Je crois que, effectivement, c'est une autre contrainte qui existerait pour les personnes qui obtiennent souvent une expérience de la vie publique, de la fonction publique et des politiques publiques qui est extrêmement valable pour la société et pour le travail qu'on fait.

[Traduction]

Le président : Madame Robinson, j'aimerais vous demander de regarder le paragraphe 6(2) du projet de loi :

(2) La personne qui travaille dans le bureau d'un agent du Parlement et qui entend occuper simultanément un poste partisan est tenue de transmettre à l'agent du Parlement concerné une déclaration écrite faisant état de son intention et précisant la nature du poste ainsi que la période au cours de laquelle elle entend l'occuper.

Selon mon interprétation, le mot « travaille » pourrait inclure toutes sortes de travail bénévole, y compris le travail pour un parti politique pendant une campagne électorale.

Vous gérez déjà un régime pour les fonctionnaires de niveau intermédiaire, qui est fondé sur une décision de la Cour suprême du Canada voulant que les fonctionnaires doivent pouvoir participer aux activités, sous certaines conditions, pour autant qu'ils soient en mesure d'assumer leurs fonctions correctement et qu'ils ne manquent aucunement de respect à la fonction publique. Or, la disposition va plus loin en exigeant à une personne souhaitant travailler pour un parti politique de remplir une déclaration.

Avez-vous reçu un avis juridique sur le fait que la disposition va plus loin? Je suis persuadé que cet équilibre a été mûrement réfléchi lors de l'adoption de la Loi sur l'emploi dans la fonction publique il y a quelques années, qui reflète la décision de la Cour suprême du Canada. Le paragraphe a-t-il été examiné à la lumière de l'équilibre que vous administrez actuellement, ce qui vous aurait donné l'impression que le paragraphe va trop loin ou non?
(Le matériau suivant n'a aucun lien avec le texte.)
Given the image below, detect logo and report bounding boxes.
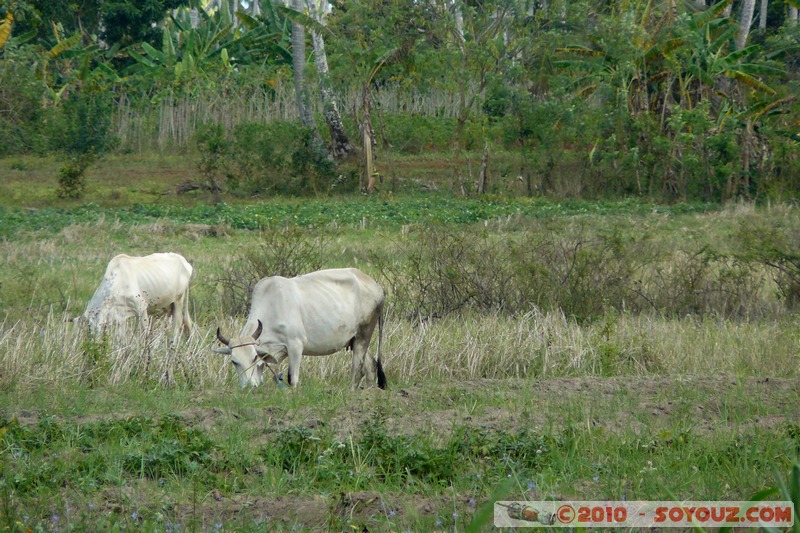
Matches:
[494,501,795,528]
Mme Robinson : Je vous remercie de votre question. Nous avons réalisé une analyse juridique du projet de loi par rapport au pouvoir actuel conféré en vertu de la Loi sur l'emploi dans la fonction publique. Comme on l'a dit plus tôt, il y a plusieurs domaines de chevauchement et de confusion possible, et je pense que la disposition pourrait en faire partie.

Le projet de loi oblige un fonctionnaire qui veut se présenter aux élections à le déclarer. Mais en fait, le fonctionnaire doit d'abord demander la permission à la Commission de la fonction publique. Il y a donc une confusion possible. En fait, les dispositions du projet de loi affaiblissent même le régime dans une certaine mesure.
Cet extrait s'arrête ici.